In recent years, we have been repeatedly warning here that the Israeli home front is not prepared for an emergency. But in Israel, as in Israel, whoever runs the country hears the warnings and does nothing.

This week, over the backdrop of the tension in the southern and northern borders, the subject has been in the headlines again, but as before – nothing will change.

In 2014, the Israeli government decided to close the ministry grotesquely named the Ministry of Home Front Defense.

This is what I wrote at the time: “Too little and too late. Finally, the minister with the meaningless title Home Front Defense understood that it was a bad joke that eventually might cost lives.

Gilad Erdan, the Home Front Defense Minister, recommended to the Prime Minister to close the ministry which he heads and asked to terminate his role by May 31. Erdan spoke to Netanyahu in a meeting just before Passover.

In a letter he sent to Prime Minister Netanyahu, Erdan claimed that the Ministry of Home Front Defense had completed its role and that its units should be transferred to the Ministry of Defense. The factors that led to this recommendation, according to Erdan, were the Ministry’s lack of budgets, and the Ministry of Defense’s disapproval of the regulation of the Home Front authority.

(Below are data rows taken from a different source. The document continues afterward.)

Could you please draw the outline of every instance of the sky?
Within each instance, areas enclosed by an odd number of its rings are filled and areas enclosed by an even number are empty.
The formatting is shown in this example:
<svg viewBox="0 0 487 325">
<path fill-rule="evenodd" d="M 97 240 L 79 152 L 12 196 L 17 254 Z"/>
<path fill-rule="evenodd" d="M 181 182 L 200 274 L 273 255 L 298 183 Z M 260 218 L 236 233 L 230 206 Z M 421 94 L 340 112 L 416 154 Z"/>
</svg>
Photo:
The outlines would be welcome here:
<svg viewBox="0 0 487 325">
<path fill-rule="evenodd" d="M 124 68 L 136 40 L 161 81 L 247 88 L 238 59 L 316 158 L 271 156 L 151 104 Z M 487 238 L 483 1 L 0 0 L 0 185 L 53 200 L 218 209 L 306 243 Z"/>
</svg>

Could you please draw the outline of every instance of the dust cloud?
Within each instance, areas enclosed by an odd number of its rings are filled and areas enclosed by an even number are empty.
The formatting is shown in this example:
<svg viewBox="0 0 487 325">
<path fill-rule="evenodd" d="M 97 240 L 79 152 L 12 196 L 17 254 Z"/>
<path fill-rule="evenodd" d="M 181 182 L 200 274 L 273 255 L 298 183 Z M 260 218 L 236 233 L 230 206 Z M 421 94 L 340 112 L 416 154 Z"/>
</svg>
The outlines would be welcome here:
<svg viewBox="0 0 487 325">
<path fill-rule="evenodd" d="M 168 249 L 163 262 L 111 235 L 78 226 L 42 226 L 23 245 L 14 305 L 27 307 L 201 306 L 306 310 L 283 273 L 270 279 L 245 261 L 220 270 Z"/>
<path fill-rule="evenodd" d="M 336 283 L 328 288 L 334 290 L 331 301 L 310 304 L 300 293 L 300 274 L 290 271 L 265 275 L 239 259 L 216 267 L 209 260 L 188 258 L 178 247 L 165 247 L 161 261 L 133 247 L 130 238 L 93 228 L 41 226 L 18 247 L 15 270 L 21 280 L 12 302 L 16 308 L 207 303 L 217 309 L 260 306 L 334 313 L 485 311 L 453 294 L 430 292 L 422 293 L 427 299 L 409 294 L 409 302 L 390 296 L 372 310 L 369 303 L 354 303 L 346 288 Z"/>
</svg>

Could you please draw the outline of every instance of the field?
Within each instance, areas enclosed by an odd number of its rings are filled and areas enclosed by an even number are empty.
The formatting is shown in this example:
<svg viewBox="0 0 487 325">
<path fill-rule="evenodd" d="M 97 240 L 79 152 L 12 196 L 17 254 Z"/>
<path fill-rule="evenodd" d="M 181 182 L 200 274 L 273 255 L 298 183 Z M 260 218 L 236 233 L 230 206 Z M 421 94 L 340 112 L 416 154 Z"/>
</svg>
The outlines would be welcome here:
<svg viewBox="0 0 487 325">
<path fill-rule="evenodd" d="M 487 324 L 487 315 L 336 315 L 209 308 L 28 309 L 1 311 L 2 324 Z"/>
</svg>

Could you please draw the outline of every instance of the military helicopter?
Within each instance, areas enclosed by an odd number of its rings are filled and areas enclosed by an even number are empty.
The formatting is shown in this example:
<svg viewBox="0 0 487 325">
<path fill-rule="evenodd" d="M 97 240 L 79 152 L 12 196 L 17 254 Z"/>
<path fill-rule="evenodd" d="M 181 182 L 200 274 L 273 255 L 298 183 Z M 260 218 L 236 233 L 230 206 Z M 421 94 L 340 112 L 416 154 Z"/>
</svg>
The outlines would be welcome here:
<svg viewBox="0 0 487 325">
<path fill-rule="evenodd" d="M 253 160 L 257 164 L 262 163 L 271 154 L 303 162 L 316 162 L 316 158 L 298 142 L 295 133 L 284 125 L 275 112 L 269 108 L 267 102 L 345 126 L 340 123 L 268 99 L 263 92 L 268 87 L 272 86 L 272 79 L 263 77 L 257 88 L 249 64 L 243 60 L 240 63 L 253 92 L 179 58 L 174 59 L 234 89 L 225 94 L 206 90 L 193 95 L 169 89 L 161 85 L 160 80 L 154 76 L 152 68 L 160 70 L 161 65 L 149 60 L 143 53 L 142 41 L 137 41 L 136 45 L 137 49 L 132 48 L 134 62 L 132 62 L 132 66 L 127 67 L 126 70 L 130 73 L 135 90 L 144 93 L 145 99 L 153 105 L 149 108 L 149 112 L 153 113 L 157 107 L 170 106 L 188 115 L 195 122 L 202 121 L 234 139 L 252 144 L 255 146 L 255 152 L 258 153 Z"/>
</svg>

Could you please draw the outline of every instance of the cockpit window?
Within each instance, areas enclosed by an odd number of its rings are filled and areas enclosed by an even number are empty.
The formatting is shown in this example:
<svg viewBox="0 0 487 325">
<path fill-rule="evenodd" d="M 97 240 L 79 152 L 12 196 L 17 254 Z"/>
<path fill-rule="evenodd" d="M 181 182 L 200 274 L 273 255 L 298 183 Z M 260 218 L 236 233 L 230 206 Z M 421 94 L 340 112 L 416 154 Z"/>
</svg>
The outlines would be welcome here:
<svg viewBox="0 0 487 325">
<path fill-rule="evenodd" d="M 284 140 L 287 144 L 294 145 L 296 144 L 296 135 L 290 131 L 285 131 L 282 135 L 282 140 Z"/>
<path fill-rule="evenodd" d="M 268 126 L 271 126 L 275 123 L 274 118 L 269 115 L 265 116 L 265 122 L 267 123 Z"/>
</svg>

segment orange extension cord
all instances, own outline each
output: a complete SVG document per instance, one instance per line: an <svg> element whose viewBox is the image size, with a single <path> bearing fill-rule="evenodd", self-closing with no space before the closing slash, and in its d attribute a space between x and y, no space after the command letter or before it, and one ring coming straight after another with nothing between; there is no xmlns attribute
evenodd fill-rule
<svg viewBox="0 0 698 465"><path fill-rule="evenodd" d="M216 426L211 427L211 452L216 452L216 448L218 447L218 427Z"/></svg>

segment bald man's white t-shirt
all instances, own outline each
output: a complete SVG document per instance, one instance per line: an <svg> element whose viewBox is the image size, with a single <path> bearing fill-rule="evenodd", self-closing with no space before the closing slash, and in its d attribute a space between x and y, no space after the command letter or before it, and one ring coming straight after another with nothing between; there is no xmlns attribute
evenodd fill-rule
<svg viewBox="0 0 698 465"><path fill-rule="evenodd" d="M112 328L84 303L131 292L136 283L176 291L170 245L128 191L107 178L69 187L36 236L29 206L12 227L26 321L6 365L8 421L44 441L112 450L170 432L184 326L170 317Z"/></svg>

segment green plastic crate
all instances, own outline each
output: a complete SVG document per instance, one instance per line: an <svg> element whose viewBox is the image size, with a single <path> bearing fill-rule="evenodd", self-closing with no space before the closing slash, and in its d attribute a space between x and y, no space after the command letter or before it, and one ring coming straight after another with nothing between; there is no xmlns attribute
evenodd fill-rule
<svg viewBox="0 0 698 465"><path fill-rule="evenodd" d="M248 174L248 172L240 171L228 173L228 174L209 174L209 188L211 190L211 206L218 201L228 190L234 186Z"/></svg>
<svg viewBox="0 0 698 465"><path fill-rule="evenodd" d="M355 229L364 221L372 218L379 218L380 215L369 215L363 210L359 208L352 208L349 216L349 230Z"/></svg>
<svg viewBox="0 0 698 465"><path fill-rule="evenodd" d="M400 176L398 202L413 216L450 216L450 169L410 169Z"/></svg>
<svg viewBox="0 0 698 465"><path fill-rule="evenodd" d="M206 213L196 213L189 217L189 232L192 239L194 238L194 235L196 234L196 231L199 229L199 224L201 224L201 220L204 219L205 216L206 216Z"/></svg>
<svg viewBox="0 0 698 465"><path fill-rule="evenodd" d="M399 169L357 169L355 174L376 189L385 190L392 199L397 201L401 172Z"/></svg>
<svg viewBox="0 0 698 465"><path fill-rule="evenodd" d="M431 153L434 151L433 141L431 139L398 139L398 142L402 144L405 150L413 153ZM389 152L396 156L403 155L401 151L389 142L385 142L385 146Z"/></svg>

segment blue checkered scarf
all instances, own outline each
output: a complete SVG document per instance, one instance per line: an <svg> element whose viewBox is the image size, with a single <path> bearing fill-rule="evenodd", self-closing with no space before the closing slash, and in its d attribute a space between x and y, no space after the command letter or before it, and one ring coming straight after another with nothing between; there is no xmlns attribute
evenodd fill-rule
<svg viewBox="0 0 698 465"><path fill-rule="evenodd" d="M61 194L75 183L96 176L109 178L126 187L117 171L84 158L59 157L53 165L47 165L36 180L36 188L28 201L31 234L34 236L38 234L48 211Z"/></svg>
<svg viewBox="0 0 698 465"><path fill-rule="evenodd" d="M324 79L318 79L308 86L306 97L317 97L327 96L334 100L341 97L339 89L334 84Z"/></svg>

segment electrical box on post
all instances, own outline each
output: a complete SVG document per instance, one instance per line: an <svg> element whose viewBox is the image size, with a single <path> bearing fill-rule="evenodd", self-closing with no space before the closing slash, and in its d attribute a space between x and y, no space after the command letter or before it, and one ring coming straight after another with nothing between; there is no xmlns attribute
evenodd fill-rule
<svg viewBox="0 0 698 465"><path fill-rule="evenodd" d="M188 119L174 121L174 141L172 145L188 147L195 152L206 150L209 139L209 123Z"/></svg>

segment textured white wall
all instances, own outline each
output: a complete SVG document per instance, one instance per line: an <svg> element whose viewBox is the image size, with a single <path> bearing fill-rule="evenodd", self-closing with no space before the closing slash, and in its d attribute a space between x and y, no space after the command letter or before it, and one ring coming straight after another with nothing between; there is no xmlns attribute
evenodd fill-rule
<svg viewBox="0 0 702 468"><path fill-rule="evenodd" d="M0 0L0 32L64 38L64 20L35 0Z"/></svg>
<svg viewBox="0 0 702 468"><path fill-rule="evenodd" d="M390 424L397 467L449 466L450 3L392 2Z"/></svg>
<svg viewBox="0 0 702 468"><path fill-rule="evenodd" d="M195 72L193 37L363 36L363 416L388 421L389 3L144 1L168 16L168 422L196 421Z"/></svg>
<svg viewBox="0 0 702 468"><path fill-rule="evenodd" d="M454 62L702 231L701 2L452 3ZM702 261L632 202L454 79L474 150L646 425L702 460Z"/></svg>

Erdan stressed in his letter that ‘the home front requires a sole major function responsible for it, with all the required authorities, the splitting of authority among the various ministries does not allow me to prepare the home front in the most professional manner. The home front condition is more important for me than the continuing arm twisting situation,’ he claimed.

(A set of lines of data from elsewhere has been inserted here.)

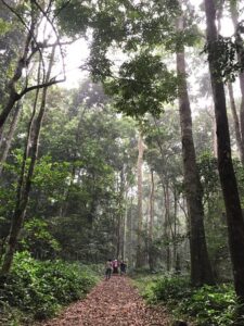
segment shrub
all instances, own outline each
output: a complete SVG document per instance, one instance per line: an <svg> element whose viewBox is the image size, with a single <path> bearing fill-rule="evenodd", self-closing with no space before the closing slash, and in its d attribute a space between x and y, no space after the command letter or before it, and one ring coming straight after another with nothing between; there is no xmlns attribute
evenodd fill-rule
<svg viewBox="0 0 244 326"><path fill-rule="evenodd" d="M82 298L97 281L94 273L78 263L40 262L22 252L15 255L11 274L1 281L0 305L7 302L42 319Z"/></svg>
<svg viewBox="0 0 244 326"><path fill-rule="evenodd" d="M175 317L192 319L198 326L233 325L239 308L231 285L193 288L179 277L151 279L143 296L150 303L166 304Z"/></svg>

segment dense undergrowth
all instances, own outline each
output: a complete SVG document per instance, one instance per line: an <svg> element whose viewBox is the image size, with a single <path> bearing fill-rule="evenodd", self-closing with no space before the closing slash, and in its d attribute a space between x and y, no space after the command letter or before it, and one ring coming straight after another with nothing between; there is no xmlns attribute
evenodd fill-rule
<svg viewBox="0 0 244 326"><path fill-rule="evenodd" d="M231 285L193 288L187 278L158 276L138 277L136 285L149 303L164 303L174 318L197 326L234 324L239 306Z"/></svg>
<svg viewBox="0 0 244 326"><path fill-rule="evenodd" d="M11 274L0 283L0 325L33 325L86 296L99 280L92 266L37 261L17 253Z"/></svg>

This was an appropriate step, but it did not solve the problem. Now, a clear decision by Netanyahu is needed, and he is not in a hurry. An immediate decision must be taken who is responsible for the home front, and supply that entity with all the required measures.

This was only a small first step towards the ending of the farce, now is the time for rapid action – and this is the part that usually doesn’t work in Israel”.

As said, this was in 2014. Last week, the headlines exclaimed again that the home front was not prepared.

In 2016, the State Comptroller, the retired judge Yosef Shapira, published a severe report regarding the preparedness to home front defense, in which he wrote that he found “gaps, some of them major, in the preparedness in the spheres of the physical protection, the detection, alert and even evacuation of population, which might increase the risk to citizens’ lives in the event of a warfare incident.”

Since the beginning of the year, several discussions were held regarding this subject in the Knesset and other agencies. There are plenty of discussions, but fewer deeds.

By the way, following the gas attacks in Syria, after Damascus had allegedly destroyed its chemical weapon agent stockpiles, a question was raised about the logic behind the annulation of the protection kits for the population in Israel.

In sum, the situation has improved, but only marginally. There are a lot of discussions but much fewer deeds. And even when decisions are taken, such as the protection kit annulation, today they seem, somewhat, out of context.